Luca forse meriterebbe di più, dato che la storia e l’ambientazione non sono così scontate (nonostante il concetto di nostalgia si applichi anche qui, fortissimo). E un po’ ci spero, perché in fondo mi fa ridere che gli italiani siano finalmente diventati una “minoranza Disney”! Raya è bellissima da vedere e basta: un bel pilot di una serie tv, ma il film da solo non regge. Ci sono troppi personaggi, nessuno di questi viene approfondito minimamente; il world building però è ben fatto e vorrei magari vederne di più (in una serie, appunto).

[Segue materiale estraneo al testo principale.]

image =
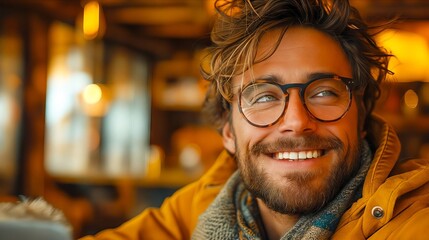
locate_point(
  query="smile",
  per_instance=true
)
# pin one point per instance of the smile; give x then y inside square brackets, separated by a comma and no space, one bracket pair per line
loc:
[301,155]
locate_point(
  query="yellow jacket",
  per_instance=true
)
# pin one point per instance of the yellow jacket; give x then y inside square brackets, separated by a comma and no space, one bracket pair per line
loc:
[394,203]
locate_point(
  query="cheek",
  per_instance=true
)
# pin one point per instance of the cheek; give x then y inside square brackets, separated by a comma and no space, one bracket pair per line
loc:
[245,134]
[348,129]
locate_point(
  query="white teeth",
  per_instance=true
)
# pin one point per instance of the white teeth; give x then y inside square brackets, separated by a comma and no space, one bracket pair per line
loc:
[301,155]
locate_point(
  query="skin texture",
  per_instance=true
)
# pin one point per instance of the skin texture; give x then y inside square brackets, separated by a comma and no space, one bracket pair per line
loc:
[286,189]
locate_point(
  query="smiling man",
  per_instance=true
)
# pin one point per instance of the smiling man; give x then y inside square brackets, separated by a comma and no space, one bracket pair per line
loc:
[293,85]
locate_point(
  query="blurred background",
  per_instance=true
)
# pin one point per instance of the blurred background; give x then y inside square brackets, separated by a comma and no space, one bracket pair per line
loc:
[100,100]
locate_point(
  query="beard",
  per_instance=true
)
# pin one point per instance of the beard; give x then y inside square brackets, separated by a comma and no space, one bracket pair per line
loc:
[296,193]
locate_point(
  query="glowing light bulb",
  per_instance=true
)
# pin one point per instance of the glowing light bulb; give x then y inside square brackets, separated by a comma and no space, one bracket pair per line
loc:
[92,94]
[411,99]
[91,19]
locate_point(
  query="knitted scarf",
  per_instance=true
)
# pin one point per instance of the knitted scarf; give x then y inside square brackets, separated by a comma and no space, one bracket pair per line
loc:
[234,213]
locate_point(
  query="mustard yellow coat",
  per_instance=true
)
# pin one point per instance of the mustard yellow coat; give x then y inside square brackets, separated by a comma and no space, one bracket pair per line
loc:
[394,205]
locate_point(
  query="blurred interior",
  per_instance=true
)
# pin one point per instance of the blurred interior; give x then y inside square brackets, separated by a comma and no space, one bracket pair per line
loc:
[100,100]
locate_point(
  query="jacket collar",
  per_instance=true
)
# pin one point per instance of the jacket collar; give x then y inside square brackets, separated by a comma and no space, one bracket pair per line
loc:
[387,146]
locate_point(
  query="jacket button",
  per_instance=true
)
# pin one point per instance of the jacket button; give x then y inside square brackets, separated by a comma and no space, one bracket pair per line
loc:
[377,212]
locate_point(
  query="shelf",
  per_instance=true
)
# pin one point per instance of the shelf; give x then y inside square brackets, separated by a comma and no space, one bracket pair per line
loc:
[168,178]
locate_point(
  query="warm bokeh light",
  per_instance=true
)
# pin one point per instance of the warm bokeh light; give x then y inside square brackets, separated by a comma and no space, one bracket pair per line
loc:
[411,50]
[411,99]
[92,94]
[91,19]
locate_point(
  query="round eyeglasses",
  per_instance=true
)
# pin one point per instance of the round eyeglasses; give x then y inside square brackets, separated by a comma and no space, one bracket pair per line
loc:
[326,98]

Io sinceramente spero vinca Flee, dato che probabilmente non riuscirà a vincere il premio come miglior documentario e miglior film straniero, perché se lo merita: è un film coraggioso, nuovo, che coniuga aspetti formali importanti con aspetti contenutistici. È in forma animata anche per proteggere le identità dei protagonisti della storia, oltre che per poter raccontare per intero la vicenda nonostante ci siano solo le interviste al protagonista a guidarci.
Chi vincerà: Encanto
Chi vorrei vincesse: Flee
Miglior film straniero
Vincerà Drive my car e va pure bene così. Continuo a tifare per Flee. (Scusa Sorrentino)
Chi vincerà: Drive my car
Chi vorrei vincesse: Flee
Miglior documentario
Per me un testa a testa fra Summer of Soul e Flee; vincerà il primo.
Chi vincerà: Summer of Soul
Chi vorrei vincesse: Flee (ma mi sta bene pure Summer of Soul)
Miglior fotografia
Tutti i candidati hanno fotografie strepitose, compreso The Power of the Dog e West Side Story. Tifo per Dune perché coi chiaroscuri è riuscito a fare miracoli, anche a coprire i problemi di budget nel realizzare gli effetti speciali, ma forse lo meriterebbe The Tragedy of Macbeth.
Chi vincerà: The Power of the Dog o West Side Story
Chi vorrei vincesse: Dune o Macbeth
Miglior colonna sonora
Spero bene che vinca Zimmer per Dune, così come dovrebbe vincere anche per il sonoro. Ma temo molto un Encanto a tradimento.
Chi vincerà: Encanto
Chi vorrei vincesse: Dune
Detto questo, aspettiamo i verdetti ufficiali e poi mettiamoci a guardare film belli per davvero!